Without a doubt, it was not as bad for me as it could have been. I never spent a day in prison. I successfully completed five years of probation with no violations. I’ve heard horror stories about mandated group treatment programs, but my experience with a group wasn’t so bad. I came off the registry after ten years. Well, really, twelve if you count the two years of limbo between my arrest and conviction. And recently. I was granted a pardon by the government entity that convicted me. So, the punishment is over, right? Not at all.
You see, that’s the thing about registries. Once you’re on one, even for a short period of time, it’s a life sentence. In the past decade, how many people searched the registry website and have seen my picture? How many of them recognized me and then went on to tell someone else? How many screen scraping software programs picked up my image, my street address, and my height and declared to the world that I was someone to fear and referred to me as a sex offender?
While the registry did nothing to protect, it certainly did damage in a multitude of big and small ways. The minor inconveniences included not having garage sales, turning off the lights on Halloween, and wondering if the neighbors resented me bringing down their house values. Medium level concerns were losing potentially good employees who freaked out when they learned I was a registrant. And still greater issues included the moral panic that broke out in my community while I was President of my synagogue, my wife being pushed off volunteer opportunities, having limited career options and having life insurance denied. The largest consequence of all was the added stress of never knowing when something bad might happen – like being targeted by a vigilante or being subject to a new law that would prohibit my movement. As a part of the “all except for” group, I became a second-class citizen with lowered expectations for the joys in life.

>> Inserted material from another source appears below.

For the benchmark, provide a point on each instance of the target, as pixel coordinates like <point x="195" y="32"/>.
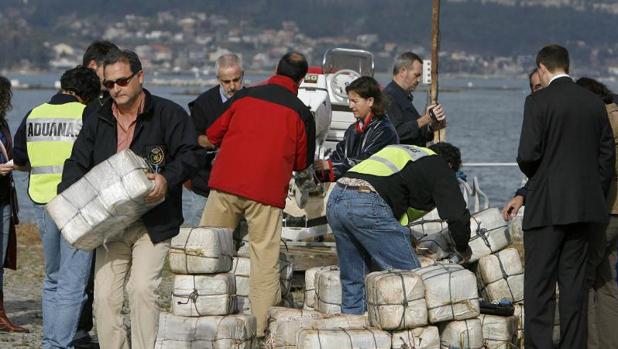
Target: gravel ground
<point x="22" y="291"/>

From an employment standpoint, I’m free to pursue my dreams with no barriers now that I have the pardon. But guess what? I recently analyzed my pay trend before my arrest and after. From a salary perspective, the cost hit was about $1.8 million. I’m still on a lower trend line and I can’t just jump back up to the higher one, so the gap between “what if I hadn’t been arrested” and reality continues to grow.
I can’t undo the embarrassment that I faced. More importantly, I can’t undo the shame that my daughters felt while they were in school, my parents encountered with their friends or my wife dealt with as the partner of a monster. With my daughters grown, they can’t get back all of the milestones I missed not being permitted on their school grounds. That time is gone.

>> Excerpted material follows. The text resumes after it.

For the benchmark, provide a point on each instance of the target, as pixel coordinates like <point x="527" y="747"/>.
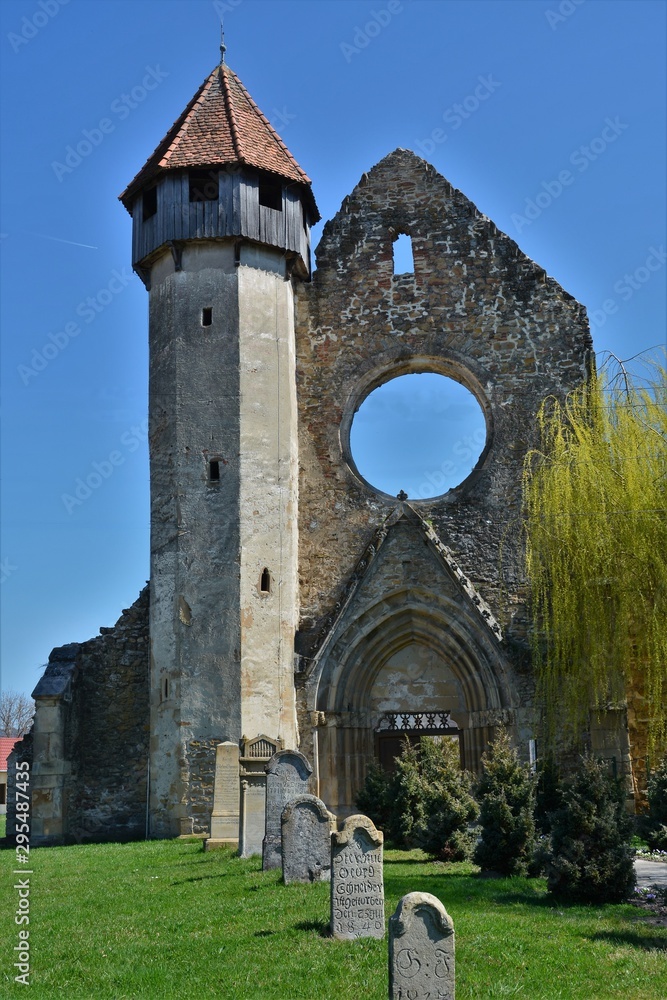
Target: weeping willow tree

The State’s response to the damage that I caused was to inflict great harm on me. I took responsibility for my actions and there’s no question that I should have been held accountable. I’m a firm believer that accountability is very important. However, that accountability could have come in a way that would have allowed me to preserve more of my dignity and my career without inflicting pain and suffering on my family.
Although I now have a clean record and legislative changes wouldn’t impact me directly, I’m going to continue advocating for them anyway. Registries, residency and proximity restrictions, and civil commitment regulations need to be abolished as they are ineffective and inhumane.
When does the punishment end? For me, never. But we can and must do better for the next generation.